Our natural gait, it turns out, defines us as humans. Not speaking broadly —
that we’re only truly bipedal mammal on the earth, blah blah blah — but as
individuals. Researchers are increasingly convinced that how we walk can
identify us as unique individuals, much like a fingerprint or retina scan.

This sort of research has been underway since the late 1990s, picking up more
urgency after the 2001 terrorist attacks on New York and Washington, and the
London train attack in 2005. DARPA and Homeland Security, among others, are
keenly interested in video analysis programs that can separate out and analyze
an individual gait, then use this like fingerprints.
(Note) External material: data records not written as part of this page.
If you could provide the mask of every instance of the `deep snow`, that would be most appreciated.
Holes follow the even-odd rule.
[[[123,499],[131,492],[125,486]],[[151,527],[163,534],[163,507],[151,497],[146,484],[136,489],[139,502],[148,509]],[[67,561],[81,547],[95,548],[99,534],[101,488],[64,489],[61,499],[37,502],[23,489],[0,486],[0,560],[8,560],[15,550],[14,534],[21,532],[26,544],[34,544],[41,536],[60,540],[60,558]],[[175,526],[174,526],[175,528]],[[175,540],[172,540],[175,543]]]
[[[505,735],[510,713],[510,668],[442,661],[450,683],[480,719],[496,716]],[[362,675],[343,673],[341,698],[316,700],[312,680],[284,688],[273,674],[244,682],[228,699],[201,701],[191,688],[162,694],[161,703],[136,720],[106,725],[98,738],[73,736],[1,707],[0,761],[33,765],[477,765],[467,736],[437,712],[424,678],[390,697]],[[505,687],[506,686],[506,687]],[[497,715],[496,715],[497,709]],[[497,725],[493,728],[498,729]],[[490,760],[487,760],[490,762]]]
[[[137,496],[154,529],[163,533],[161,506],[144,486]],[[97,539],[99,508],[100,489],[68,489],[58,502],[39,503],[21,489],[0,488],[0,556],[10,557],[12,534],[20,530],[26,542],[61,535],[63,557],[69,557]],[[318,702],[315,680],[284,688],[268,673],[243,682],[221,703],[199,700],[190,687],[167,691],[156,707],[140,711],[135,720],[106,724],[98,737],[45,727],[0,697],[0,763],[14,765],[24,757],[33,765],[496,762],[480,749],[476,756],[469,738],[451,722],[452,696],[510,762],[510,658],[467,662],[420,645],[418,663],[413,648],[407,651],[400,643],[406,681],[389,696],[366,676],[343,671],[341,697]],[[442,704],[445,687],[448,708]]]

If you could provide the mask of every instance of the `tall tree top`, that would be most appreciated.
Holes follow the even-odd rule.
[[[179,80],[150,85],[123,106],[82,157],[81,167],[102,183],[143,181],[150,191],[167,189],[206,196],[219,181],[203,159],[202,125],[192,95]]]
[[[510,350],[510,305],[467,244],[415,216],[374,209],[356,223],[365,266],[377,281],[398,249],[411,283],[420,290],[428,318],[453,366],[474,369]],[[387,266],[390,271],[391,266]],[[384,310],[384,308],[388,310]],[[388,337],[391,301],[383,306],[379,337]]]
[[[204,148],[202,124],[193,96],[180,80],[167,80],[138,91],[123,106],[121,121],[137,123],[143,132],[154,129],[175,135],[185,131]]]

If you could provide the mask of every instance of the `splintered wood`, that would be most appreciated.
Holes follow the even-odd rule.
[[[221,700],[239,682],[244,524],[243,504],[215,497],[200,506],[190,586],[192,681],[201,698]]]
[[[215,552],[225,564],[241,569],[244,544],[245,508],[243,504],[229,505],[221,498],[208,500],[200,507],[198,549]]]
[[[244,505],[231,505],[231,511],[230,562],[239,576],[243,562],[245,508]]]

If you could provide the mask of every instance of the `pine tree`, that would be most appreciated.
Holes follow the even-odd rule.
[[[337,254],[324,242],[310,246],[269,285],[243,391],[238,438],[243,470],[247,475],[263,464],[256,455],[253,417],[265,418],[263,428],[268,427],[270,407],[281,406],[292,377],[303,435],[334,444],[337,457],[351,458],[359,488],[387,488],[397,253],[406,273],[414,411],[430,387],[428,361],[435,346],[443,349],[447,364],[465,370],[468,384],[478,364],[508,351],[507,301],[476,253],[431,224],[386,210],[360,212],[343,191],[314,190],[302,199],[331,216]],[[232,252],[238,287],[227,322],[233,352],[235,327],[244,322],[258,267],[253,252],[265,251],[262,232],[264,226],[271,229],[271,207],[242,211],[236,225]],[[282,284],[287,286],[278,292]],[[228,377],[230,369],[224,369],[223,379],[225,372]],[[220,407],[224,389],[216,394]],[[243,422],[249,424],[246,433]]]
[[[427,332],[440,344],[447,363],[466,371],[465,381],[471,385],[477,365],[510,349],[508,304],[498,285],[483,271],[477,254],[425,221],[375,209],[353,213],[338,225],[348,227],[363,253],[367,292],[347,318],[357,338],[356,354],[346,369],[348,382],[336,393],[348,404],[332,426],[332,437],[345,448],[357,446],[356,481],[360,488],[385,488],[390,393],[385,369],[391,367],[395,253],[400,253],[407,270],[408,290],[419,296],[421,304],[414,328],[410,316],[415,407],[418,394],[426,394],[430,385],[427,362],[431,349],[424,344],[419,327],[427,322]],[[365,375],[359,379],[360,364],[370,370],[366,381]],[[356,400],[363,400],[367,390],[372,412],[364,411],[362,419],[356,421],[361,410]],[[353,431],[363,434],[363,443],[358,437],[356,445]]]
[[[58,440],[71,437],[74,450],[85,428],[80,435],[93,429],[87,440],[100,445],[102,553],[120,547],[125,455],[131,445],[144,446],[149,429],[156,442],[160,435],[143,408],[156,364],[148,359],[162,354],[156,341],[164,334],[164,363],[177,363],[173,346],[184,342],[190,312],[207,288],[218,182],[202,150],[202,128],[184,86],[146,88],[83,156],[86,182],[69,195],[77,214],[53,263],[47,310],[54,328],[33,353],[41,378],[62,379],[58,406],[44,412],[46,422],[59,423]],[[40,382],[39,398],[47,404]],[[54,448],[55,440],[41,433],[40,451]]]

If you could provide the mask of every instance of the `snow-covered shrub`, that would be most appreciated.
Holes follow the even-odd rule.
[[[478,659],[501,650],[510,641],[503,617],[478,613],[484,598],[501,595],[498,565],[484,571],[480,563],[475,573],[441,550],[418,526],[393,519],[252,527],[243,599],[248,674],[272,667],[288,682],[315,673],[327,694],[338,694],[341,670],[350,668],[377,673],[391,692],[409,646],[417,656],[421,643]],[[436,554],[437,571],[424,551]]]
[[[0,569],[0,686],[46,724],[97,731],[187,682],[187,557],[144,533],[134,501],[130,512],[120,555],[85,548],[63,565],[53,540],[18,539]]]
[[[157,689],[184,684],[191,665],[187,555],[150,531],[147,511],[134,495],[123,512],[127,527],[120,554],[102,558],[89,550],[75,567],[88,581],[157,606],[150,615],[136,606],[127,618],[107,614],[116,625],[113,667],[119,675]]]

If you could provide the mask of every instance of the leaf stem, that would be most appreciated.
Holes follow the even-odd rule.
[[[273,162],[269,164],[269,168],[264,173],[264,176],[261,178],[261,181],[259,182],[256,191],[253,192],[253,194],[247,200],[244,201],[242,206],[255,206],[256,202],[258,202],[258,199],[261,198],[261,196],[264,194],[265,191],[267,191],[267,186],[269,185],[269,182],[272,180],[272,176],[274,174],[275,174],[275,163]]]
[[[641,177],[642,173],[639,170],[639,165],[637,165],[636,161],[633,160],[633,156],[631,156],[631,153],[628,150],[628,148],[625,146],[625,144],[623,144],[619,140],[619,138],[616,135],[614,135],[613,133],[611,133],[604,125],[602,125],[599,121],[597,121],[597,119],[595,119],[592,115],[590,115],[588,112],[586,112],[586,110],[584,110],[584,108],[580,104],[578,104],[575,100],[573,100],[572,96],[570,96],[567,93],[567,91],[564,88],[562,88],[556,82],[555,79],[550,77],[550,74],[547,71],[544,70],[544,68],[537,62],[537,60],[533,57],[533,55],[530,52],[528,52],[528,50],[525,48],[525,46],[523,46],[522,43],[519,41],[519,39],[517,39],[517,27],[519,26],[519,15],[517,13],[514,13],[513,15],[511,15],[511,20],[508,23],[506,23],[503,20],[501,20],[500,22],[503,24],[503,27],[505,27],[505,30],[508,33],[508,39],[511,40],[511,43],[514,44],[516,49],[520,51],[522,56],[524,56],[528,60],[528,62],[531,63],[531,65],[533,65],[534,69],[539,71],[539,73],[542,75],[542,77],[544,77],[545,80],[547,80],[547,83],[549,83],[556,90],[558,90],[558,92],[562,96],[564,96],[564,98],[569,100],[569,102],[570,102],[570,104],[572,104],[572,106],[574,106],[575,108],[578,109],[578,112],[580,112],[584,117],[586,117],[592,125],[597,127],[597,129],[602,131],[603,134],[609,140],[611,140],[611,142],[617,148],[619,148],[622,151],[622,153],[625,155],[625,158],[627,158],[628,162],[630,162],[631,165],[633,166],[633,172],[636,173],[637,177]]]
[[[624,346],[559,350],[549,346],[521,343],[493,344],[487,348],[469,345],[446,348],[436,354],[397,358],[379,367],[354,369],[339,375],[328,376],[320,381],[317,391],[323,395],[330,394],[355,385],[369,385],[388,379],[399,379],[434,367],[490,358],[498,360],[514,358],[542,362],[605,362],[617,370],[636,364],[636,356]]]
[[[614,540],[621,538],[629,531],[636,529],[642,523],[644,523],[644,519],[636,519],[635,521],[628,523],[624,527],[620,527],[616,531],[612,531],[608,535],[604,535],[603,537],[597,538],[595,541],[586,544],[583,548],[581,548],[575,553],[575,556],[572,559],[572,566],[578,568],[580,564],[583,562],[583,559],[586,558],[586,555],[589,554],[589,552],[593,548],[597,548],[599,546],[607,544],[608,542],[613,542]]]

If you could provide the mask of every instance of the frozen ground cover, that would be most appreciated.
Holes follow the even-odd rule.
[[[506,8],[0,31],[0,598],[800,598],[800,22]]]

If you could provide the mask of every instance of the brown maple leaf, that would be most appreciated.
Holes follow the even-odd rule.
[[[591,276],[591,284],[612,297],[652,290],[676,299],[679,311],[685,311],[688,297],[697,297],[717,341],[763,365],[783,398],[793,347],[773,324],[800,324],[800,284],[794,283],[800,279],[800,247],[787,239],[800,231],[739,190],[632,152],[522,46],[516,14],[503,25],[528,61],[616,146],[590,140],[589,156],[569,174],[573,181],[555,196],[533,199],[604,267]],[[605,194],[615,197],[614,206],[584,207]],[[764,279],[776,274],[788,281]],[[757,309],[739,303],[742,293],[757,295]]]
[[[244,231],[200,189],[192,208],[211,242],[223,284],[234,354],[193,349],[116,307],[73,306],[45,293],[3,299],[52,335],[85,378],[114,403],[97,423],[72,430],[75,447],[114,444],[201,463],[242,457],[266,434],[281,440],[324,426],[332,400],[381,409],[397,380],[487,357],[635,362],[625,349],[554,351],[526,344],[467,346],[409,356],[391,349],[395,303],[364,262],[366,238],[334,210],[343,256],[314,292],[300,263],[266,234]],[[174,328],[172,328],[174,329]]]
DARPA has been sponsoring
“human identification at a distance” studies since 2000, which often combines
gait analysis with facial and gesture analysis. It’s a hot field right now,
and has been heralded as a less invasive approach than retina scans or blood
tests or fingerprinting. One study I read on the algorithms of walking put the
appeal simply: “Advantages include the fact that it does not require subject
cooperation or body contact, and the sensor may be located remotely.”

<http://www.thesmartset.com/article/article01181302.aspx>

------
awongh
that is some really cool tech. I wonder if the camera reads the player's
numbers on their jerseys when they go onto the court?

I could imagine a cool realtime consumer version of this for all kinds of
sports where you get an instant replay type of thing projected onto some kind
of madden/video game type avatars: unpause and play any game from any instant
in the game you're watching.